Methods and analysis: The studies assessing the utilization of mHealth in managing patients with diabetes mellitus in Africa were considered based on the PICO method: Population, Intervention, Comparator, and Outcomes. MEDLINE, PubMed, SCOPUS, and the Pan African Clinical Trials Registry were searched. Two authors, independent of each other, screened titles and abstracts retrieved using the search strategy, retrieved the full-text articles, and assessed them for eligibility, extracting data after that. A third independent reviewer was brought in to resolve disagreements between the two authors by discussion. The revised Cochrane Collaboration Risk of Bias Tool was used to assess the quality of included studies. A narrative synthesis of extracted data was done due to the paucity of eligible studies, and the results were summarized in a meta-analysis.

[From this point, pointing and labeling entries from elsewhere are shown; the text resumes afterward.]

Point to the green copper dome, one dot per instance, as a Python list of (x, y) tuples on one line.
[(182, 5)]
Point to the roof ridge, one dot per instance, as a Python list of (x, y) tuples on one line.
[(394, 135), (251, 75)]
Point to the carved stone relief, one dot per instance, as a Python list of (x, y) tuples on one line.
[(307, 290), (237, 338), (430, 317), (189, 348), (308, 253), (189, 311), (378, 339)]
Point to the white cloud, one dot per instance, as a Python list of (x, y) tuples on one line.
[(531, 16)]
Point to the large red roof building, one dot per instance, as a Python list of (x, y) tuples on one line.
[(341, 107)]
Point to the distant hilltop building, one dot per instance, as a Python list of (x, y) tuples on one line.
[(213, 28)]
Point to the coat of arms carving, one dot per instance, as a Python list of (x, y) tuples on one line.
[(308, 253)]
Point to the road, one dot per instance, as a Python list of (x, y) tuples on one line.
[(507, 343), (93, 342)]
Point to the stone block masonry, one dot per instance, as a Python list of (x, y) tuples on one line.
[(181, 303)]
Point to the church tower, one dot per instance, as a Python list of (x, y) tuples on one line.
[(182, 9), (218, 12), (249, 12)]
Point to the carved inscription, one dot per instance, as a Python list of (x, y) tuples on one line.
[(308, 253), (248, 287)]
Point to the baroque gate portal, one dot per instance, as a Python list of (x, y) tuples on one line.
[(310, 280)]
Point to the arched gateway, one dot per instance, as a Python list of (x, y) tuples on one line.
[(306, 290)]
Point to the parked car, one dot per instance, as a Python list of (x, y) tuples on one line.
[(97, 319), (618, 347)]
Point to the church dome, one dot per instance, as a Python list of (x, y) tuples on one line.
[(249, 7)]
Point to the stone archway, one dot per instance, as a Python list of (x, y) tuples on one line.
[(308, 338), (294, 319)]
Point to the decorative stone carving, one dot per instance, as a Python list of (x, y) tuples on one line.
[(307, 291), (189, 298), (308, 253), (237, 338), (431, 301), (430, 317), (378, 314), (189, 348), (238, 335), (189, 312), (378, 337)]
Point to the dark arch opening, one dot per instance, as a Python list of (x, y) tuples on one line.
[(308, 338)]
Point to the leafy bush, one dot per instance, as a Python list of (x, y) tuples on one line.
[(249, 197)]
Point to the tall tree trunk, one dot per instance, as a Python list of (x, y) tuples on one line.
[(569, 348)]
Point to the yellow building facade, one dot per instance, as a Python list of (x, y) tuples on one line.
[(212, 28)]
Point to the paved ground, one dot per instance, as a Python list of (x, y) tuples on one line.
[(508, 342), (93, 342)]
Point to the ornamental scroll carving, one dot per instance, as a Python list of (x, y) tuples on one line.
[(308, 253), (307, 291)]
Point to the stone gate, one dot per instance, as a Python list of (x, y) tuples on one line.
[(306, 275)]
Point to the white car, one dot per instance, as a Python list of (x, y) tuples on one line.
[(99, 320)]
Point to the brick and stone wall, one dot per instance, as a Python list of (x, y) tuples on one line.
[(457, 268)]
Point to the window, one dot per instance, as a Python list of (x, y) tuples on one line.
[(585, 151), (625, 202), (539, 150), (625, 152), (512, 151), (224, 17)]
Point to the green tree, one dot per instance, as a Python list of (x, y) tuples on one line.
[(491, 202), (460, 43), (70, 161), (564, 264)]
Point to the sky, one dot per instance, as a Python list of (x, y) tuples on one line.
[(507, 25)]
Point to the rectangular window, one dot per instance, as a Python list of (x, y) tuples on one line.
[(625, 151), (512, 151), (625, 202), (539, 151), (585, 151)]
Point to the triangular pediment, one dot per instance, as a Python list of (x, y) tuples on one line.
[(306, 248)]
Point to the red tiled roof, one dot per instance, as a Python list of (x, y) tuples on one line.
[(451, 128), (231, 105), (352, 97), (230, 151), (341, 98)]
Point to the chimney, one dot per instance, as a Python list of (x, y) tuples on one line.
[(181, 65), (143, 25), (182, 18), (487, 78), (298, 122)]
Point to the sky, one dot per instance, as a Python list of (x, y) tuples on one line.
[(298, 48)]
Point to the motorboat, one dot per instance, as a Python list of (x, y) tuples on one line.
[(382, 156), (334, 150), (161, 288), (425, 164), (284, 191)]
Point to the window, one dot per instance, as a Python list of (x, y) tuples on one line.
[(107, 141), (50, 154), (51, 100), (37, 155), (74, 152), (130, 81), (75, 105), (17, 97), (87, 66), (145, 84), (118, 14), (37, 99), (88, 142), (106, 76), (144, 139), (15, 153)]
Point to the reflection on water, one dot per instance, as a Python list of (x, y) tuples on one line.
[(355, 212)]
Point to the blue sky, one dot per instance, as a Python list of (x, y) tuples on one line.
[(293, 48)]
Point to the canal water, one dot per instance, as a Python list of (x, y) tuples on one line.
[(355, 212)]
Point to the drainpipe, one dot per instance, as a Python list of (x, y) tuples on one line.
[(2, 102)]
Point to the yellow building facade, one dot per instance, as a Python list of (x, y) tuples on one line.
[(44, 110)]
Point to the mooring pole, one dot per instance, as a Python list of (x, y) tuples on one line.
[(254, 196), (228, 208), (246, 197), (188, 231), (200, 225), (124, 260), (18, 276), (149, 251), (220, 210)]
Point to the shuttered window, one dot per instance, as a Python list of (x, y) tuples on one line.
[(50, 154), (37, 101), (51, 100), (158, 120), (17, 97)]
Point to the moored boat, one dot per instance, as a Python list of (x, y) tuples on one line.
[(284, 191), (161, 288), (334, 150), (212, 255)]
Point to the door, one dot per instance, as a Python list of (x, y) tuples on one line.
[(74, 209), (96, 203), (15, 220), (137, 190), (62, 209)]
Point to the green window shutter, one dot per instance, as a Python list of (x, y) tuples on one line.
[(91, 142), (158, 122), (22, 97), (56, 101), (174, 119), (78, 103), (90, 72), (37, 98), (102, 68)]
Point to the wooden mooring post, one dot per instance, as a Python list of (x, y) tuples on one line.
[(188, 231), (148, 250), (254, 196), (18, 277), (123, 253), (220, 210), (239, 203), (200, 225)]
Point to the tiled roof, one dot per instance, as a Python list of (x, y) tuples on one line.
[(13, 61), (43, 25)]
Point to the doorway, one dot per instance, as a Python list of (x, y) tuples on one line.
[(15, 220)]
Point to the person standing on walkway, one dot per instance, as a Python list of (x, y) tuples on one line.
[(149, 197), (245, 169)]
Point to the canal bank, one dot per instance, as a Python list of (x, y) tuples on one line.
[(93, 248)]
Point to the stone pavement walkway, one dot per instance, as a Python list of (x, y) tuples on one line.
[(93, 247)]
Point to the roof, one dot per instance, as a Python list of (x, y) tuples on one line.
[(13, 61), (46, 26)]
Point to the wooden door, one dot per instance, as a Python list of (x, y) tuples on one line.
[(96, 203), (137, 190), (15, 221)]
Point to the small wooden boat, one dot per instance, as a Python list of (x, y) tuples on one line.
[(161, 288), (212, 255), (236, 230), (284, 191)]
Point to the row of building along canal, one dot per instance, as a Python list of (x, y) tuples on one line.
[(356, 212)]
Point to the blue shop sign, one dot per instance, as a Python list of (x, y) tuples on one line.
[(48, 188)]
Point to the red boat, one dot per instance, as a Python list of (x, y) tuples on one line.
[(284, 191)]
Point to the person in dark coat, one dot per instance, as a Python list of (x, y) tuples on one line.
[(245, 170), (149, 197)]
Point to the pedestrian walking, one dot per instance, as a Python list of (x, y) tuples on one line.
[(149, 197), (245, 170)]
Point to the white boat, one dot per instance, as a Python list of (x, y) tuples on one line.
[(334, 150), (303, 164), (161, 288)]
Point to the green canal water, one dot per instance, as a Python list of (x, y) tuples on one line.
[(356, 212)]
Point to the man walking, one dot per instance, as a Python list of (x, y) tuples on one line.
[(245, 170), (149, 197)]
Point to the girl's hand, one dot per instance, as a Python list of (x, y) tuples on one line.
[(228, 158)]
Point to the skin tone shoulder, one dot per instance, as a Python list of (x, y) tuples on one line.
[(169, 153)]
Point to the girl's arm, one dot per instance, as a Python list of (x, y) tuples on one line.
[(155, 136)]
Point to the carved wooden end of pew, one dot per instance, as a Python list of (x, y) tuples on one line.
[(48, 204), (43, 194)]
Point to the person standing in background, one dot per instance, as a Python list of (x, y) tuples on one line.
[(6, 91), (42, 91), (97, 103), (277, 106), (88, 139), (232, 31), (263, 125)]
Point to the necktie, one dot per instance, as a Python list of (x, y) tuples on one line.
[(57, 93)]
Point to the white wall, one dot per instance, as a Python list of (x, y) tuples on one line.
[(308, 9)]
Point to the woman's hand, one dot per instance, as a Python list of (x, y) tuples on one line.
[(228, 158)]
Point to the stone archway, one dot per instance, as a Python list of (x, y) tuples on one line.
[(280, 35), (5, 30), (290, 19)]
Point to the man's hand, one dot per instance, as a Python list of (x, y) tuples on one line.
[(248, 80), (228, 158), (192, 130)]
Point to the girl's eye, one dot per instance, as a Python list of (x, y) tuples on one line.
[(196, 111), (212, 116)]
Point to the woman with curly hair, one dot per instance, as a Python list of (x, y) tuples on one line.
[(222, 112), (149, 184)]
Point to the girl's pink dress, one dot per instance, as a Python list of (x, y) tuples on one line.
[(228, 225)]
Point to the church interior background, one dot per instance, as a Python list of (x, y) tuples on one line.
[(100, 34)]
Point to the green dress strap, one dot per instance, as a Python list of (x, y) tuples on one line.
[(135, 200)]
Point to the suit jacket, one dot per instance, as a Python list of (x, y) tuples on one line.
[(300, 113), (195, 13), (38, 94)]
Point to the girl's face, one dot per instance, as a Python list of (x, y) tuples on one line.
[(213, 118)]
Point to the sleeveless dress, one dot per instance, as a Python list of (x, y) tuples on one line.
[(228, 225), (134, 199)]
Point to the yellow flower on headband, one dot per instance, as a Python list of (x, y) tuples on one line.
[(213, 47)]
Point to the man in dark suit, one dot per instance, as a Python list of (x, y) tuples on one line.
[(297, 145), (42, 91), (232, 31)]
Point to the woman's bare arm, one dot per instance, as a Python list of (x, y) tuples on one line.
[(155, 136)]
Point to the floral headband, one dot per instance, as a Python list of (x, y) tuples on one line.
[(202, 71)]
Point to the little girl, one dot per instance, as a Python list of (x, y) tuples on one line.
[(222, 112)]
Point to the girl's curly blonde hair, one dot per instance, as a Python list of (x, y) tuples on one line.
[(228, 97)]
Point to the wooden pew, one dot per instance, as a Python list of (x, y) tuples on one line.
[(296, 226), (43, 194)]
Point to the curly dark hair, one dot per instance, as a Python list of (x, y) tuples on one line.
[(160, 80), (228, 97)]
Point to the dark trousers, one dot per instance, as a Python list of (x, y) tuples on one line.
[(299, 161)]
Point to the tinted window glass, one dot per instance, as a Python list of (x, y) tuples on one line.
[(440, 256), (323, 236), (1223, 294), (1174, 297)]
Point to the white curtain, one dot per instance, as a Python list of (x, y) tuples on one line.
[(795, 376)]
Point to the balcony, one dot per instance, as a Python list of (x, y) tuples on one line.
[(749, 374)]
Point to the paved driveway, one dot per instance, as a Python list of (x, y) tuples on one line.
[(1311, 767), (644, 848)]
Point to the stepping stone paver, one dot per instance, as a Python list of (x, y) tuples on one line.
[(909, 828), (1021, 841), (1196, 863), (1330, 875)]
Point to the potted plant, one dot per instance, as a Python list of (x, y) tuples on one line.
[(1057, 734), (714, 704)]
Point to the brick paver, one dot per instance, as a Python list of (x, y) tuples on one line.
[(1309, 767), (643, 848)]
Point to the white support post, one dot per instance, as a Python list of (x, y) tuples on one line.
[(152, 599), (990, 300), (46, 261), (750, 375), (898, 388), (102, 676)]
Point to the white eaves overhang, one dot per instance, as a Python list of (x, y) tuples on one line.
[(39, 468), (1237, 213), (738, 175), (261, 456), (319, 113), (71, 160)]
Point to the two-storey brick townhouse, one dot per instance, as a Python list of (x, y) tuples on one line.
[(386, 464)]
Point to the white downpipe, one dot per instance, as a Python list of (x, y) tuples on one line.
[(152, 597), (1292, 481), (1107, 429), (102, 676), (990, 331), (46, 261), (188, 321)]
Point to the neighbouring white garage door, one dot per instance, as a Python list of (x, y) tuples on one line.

Results: None of the six included studies measured the mean FPG or percentage changes as primary outcomes. Five measured the percentage change in HbA1c from baseline to the end of the study. The percentage change in HbA1c from the baseline ranged from 3.6% to 20.53%, achieving significance in three studies. In the meta-analysis the overall WMD (95% CI) was 0.992 (0.48, 1.50). This, in combination with a high z score of 3.822, p <0.001 suggests a statistically significant overall effect that is not likely due to chance. However, a considerable heterogeneity (I2 = 63.9%, p = 0.026) was present implying that the observed effect may not be generalizable to all the studies due to differences in study characteristics in this case most likely sample size and duration of study. None of the studies addressed the secondary outcomes of measuring the direct relationships between these mHealth interventions and the prevention or early detection of diabetes complications.
Conclusion: Overall, there was a statistically significant reduction in HbA1c levels among individuals living with type 2 diabetes in Africa following mHealth interventions. Few studies were included in the meta-analysis with significant heterogeneity. Therefore, we recommend more well-designed randomized controlled trials to investigate the implementation and efficacy of mHealth in the management of diabetes mellitus in Africa.